Когда женщины ушли, генерал позвонил своим камердинерам, двум худощавым, молчаливым, запуганным молодым военнослужащим армии Герреро, жалованье, подготовка и довольствие которых были обеспечены военной помощью Соединенных Штатов. Они быстро, но с величайшей осторожностью одели своего генерала и молча удалились. Генерал был в мундире, который проносит до обеда, а потом облачится в менее формальный гражданский костюм. Сегодня мундир был темно-синий, с золотой оторочкой, с отделанными золотой бахромой эполетами, золоченой портупеей, декоративной саблей в золоченых ножнах; он с огромным удовлетворением оглядел себя в зеркало. Красивый мундир – это было так приятно, поэтому в гардеробе генерала их насчитывалось более полусотни, и все разные. Этот, темно-синий, был одним из самых любимых.
Облачившись в мундир и оглядев себя в зеркало, генерал в приподнятом настроении вышел из своих царственных покоев и, перейдя через коридор, отправился в кают-компанию. Он любил созерцать море, особенно с борта корабля, но смотреть на него до завтрака генералу было противно.
Кроме молодого Харрисона, читавшего книгу за одним из столиков, в кают-компании никого не было. Вот ведь книгочей, вот ведь молчун. Генерал Позос не раз спрашивал себя, что же этот молодой человек из Пенсильвании думает о нем на самом деле, в глубине души. Внешне он никак не выказывал своего отношения, и это было непривычно, ведь генерал мгновенно определял по лицам и глазам других людей, как они относятся к нему. В гамме их чувств чаще всего преобладали страх, презрение или зависть. Но на лице и в глазах молодого Харрисона не отражалось ровным счетом ничего.
Генерал напыщенно прошествовал через залу, ножны сабли лязгнули о металлическую спинку стула.

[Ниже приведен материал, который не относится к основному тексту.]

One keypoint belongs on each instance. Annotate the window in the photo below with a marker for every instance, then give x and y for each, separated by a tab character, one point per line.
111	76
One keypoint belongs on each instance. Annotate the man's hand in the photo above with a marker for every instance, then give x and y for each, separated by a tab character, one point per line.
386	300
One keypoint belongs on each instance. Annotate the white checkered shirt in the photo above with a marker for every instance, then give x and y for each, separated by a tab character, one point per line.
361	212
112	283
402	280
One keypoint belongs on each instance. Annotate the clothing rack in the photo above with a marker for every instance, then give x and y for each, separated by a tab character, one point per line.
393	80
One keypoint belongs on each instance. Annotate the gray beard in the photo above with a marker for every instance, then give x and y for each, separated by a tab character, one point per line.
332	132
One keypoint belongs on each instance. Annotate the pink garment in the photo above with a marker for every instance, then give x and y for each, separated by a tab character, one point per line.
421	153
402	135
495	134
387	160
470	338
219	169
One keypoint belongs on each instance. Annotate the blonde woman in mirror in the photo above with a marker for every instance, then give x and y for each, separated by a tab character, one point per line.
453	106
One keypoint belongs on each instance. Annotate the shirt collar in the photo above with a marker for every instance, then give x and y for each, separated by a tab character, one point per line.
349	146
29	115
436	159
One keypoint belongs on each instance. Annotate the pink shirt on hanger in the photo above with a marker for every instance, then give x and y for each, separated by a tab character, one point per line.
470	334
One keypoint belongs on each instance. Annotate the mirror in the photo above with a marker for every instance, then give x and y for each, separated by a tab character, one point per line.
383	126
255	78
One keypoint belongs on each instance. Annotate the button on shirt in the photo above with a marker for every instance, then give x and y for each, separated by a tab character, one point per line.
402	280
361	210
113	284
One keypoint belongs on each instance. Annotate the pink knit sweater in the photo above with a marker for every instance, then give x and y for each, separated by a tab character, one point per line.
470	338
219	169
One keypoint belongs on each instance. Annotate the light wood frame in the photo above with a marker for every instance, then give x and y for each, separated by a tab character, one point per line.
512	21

Он уселся за столик вместе с молодым человеком.
– Доброе утро, Боб, – сказал он на своем тяжеловесном кондовом английском, которым так гордился. – Славный денек, – добавил генерал, увидев снопы солнечного света, струившегося сквозь иллюминаторы.
Харрисон оторвался от книги, улыбнулся широкой неопределенной улыбкой, что вообще было ему свойственно, и вежливо закрыл книгу, даже не отметив место, где читал.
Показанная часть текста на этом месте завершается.